Published: 18 December 2017

The Financial Stability Council met on 12 December at the Croatian National Bank for its 9th session, chaired by Boris Vujčić, the Croatian National Bank Governor, and attended by Zdravko Marić, Minister of Finance, Petar-Pierre Matek, President of the Board of the Croatian Financial Services Supervisory Agency, and Marija Hrebac, Chief Executive Officer of the State Agency for Deposit Insurance and Bank Resolution and their associates.

The members of the Council were informed in detail about the state of systemic vulnerabilities and risks in the light of economic developments and those in the market of bank and non-bank financial intermediaries. They noted a considerable reduction of risks in the household and nonfinancial corporations sectors resulting from a rise in income, interest rate fall and a rise in kuna lending. Nevertheless, considerable structural vulnerabilities and relatively low potential growth rates are the main reasons why the risks remain elevated. At the same time, developments in the capital markets do not point to a considerable increase in systemic risks.

The members of the Council were informed about recent macroprudential activities of the CNB and the new cycle of identification of a number of banks as other systemically important credit institutions. The members of the Council were also informed about the progress made by the working group for alignment with the Recommendation of the European Systemic Risk Board (ESRB) in closing the real estate data gaps (ESRB/2016/14).
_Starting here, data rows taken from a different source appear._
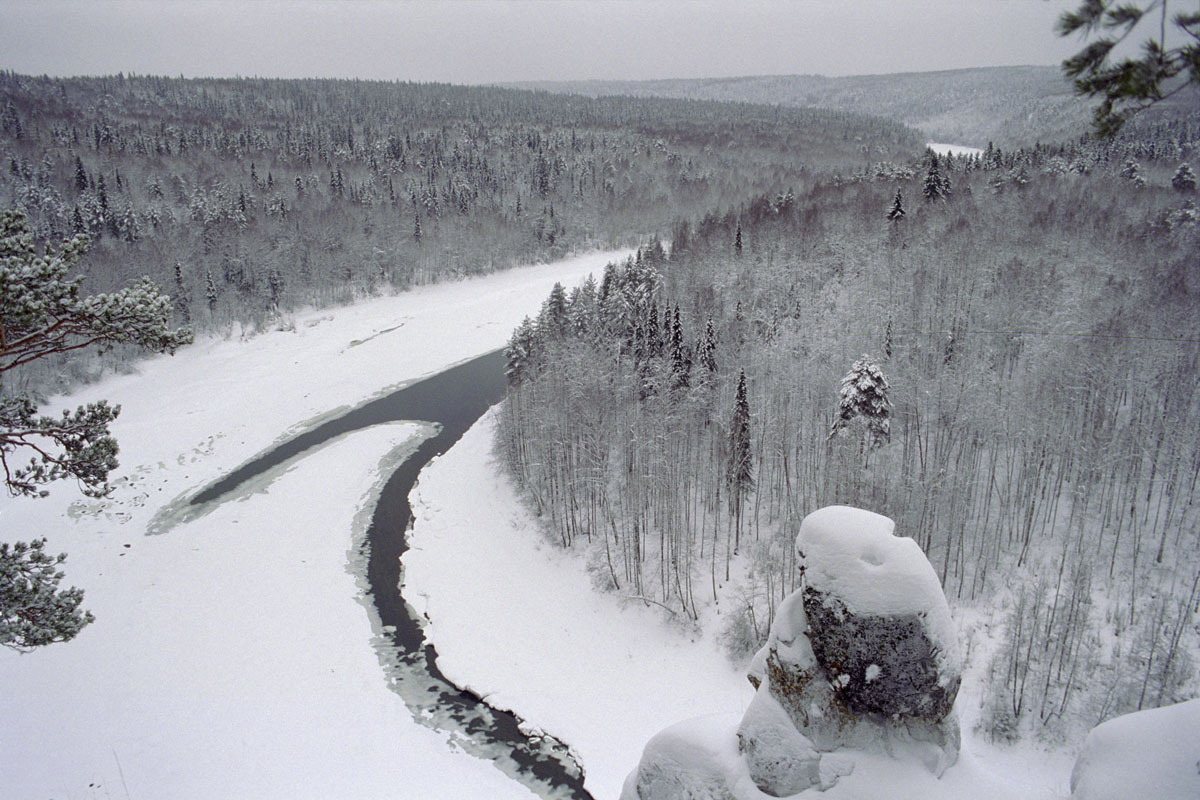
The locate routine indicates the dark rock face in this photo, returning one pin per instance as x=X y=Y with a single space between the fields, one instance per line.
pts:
x=885 y=666
x=781 y=761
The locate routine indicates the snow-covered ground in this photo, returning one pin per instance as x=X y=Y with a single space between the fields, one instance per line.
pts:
x=515 y=618
x=232 y=655
x=953 y=149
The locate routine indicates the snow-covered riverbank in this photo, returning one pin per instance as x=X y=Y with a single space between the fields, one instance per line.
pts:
x=232 y=656
x=515 y=618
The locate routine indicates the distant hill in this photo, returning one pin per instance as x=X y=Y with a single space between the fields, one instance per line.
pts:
x=1009 y=106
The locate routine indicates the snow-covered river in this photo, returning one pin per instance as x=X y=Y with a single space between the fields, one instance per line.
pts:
x=451 y=400
x=232 y=651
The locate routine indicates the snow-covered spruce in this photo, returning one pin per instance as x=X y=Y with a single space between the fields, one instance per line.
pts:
x=1153 y=753
x=861 y=660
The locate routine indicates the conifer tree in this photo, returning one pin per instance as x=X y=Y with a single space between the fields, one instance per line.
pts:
x=1131 y=84
x=864 y=396
x=42 y=313
x=81 y=176
x=933 y=188
x=681 y=365
x=739 y=469
x=708 y=350
x=1185 y=180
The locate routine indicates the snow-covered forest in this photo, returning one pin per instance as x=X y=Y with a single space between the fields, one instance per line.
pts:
x=249 y=198
x=1026 y=409
x=886 y=450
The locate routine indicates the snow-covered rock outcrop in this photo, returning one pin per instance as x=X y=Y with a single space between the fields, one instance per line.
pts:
x=1153 y=753
x=862 y=657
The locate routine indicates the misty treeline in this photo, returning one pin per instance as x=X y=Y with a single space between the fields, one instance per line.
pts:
x=1036 y=325
x=244 y=198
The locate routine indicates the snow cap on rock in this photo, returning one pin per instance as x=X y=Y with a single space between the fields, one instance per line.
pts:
x=1153 y=753
x=853 y=555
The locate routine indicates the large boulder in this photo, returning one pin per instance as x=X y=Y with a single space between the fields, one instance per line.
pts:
x=862 y=659
x=1152 y=753
x=877 y=620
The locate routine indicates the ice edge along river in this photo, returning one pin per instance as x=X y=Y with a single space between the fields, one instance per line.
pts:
x=232 y=656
The members of the Council also analysed the use of the virtual currencies, such as, for instance, Bitcoin, Ethereum, Ripple and Litecoin. They noted that these products were associated with considerable risks, such as the risk of digital wallet theft, the risk of transaction misuse and the absence of protection in the form of fund refunds in the case of payment transactions executed by means of these products, when compared to regulated payments. In addition, it was noted that such products were prone to quick changes in value and that their holders should be aware of possible taxation, etc. It was also noted that monetary funds invested in such products were not protected by a deposit insurance scheme nor by an investor-compensation scheme. By virtue of their features, these products do not bear resemblance to traditional currencies and financial instruments. The use of virtual currencies is also associated with some other risks such as the risks associated with IT system protection and fraud.
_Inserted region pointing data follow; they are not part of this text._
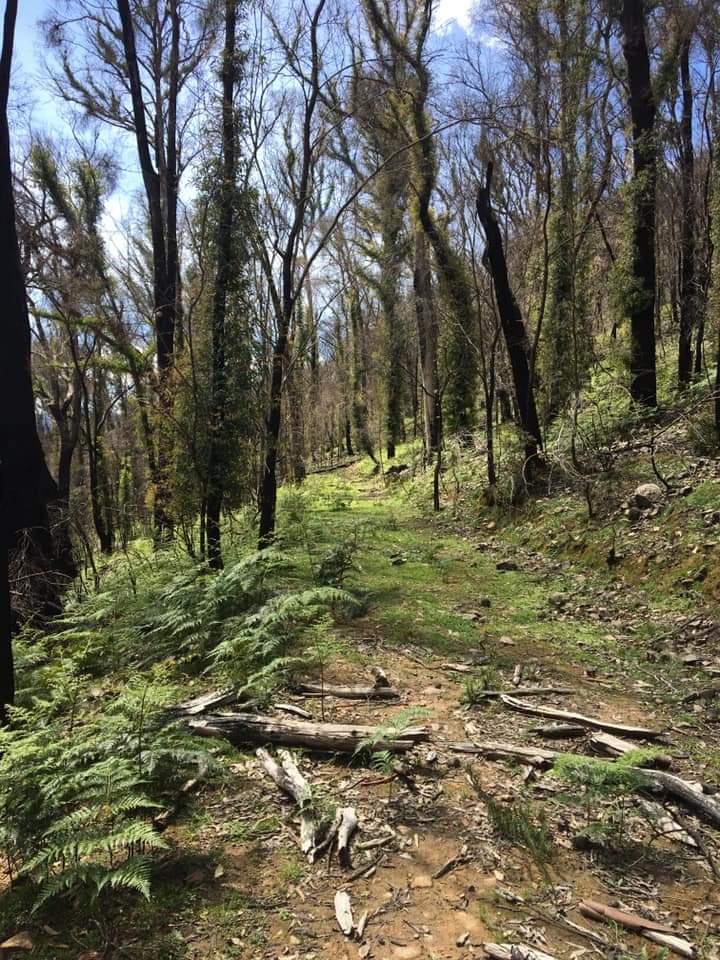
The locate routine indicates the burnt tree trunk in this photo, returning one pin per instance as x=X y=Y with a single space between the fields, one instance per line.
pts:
x=161 y=194
x=26 y=486
x=216 y=460
x=643 y=386
x=285 y=302
x=511 y=322
x=688 y=317
x=427 y=340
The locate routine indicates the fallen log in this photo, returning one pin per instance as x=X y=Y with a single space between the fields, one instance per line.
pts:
x=348 y=826
x=683 y=791
x=289 y=779
x=642 y=733
x=244 y=728
x=560 y=731
x=611 y=746
x=381 y=679
x=345 y=693
x=707 y=693
x=343 y=913
x=515 y=951
x=537 y=756
x=293 y=710
x=209 y=701
x=457 y=861
x=666 y=826
x=529 y=692
x=659 y=933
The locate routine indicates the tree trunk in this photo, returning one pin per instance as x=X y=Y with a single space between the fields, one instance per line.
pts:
x=25 y=483
x=511 y=322
x=163 y=218
x=216 y=460
x=427 y=340
x=643 y=386
x=688 y=312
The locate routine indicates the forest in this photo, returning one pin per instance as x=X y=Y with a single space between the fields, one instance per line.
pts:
x=360 y=479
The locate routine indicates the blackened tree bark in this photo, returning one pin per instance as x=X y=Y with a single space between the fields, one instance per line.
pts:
x=25 y=483
x=511 y=321
x=161 y=193
x=643 y=385
x=284 y=299
x=427 y=341
x=688 y=299
x=216 y=464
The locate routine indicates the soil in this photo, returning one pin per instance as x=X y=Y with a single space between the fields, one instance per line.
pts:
x=498 y=892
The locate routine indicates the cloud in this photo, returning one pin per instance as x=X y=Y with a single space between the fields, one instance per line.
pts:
x=457 y=10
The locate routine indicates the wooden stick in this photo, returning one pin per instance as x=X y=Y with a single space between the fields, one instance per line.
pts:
x=514 y=951
x=612 y=746
x=560 y=731
x=291 y=781
x=241 y=728
x=346 y=693
x=685 y=792
x=496 y=750
x=529 y=692
x=657 y=932
x=348 y=826
x=643 y=733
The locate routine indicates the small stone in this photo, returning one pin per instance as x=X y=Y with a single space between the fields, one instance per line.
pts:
x=646 y=495
x=634 y=514
x=421 y=881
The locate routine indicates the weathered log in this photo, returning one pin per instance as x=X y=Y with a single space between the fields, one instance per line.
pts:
x=381 y=679
x=529 y=692
x=560 y=731
x=209 y=701
x=708 y=693
x=611 y=746
x=684 y=792
x=343 y=913
x=642 y=733
x=348 y=826
x=515 y=951
x=667 y=827
x=294 y=710
x=287 y=776
x=496 y=750
x=346 y=693
x=657 y=932
x=243 y=728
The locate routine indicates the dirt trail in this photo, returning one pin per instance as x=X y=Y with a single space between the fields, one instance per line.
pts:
x=499 y=892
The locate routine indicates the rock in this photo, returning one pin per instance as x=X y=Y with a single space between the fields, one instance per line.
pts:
x=634 y=514
x=20 y=941
x=421 y=881
x=646 y=495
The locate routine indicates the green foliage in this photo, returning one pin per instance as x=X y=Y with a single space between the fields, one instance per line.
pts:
x=603 y=779
x=598 y=781
x=518 y=824
x=262 y=641
x=476 y=686
x=78 y=793
x=390 y=730
x=337 y=563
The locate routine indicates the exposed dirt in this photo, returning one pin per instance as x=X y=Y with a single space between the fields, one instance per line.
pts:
x=498 y=893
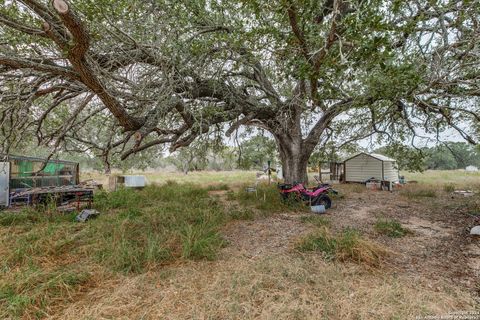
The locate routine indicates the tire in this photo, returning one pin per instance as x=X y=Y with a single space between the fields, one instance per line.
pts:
x=322 y=199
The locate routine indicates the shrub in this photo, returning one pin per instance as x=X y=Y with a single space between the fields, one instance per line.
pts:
x=390 y=228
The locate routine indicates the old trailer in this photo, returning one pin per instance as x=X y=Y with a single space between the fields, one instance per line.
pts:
x=30 y=180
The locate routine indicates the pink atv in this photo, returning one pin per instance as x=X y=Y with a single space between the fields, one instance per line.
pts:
x=314 y=197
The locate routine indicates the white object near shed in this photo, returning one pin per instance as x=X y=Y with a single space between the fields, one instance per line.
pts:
x=364 y=166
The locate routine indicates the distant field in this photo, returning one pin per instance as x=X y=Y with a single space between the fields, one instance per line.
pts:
x=441 y=177
x=459 y=178
x=211 y=250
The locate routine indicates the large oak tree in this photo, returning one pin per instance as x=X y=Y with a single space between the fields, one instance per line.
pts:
x=118 y=77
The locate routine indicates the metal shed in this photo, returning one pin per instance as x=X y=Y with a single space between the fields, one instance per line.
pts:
x=364 y=166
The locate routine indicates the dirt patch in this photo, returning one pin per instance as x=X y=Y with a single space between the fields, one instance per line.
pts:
x=267 y=236
x=422 y=227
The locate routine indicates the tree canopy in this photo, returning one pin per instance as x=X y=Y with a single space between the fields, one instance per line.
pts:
x=118 y=77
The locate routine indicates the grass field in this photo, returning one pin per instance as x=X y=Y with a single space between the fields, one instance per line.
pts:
x=200 y=246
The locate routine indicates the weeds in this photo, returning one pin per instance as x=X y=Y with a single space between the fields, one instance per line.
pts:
x=316 y=220
x=418 y=192
x=31 y=290
x=266 y=198
x=136 y=231
x=218 y=187
x=449 y=187
x=349 y=245
x=390 y=228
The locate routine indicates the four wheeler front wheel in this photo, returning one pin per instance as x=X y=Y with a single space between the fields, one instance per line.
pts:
x=322 y=199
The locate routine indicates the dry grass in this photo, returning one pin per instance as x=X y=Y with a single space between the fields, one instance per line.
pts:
x=438 y=178
x=116 y=267
x=347 y=246
x=278 y=287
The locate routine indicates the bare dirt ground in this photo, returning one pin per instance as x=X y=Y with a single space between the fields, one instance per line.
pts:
x=260 y=275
Also, virtual currencies are not electronic money in terms of the provisions of the Electronic Money Act, nor are they payment services in terms of the provisions of the Payment System Act. Therefore, the individuals issuing these products or trading in these products are not authorised by Croatian regulators to carry out these activities, nor are the regulators responsible for their oversight.

This means that the individuals deciding to invest in these products bear sole responsibility for their losses. Therefore, before making an investment decision, one should inform oneself in detail, based on reliable and verified sources, of the possible risks of purchasing, trading in and using virtual currencies.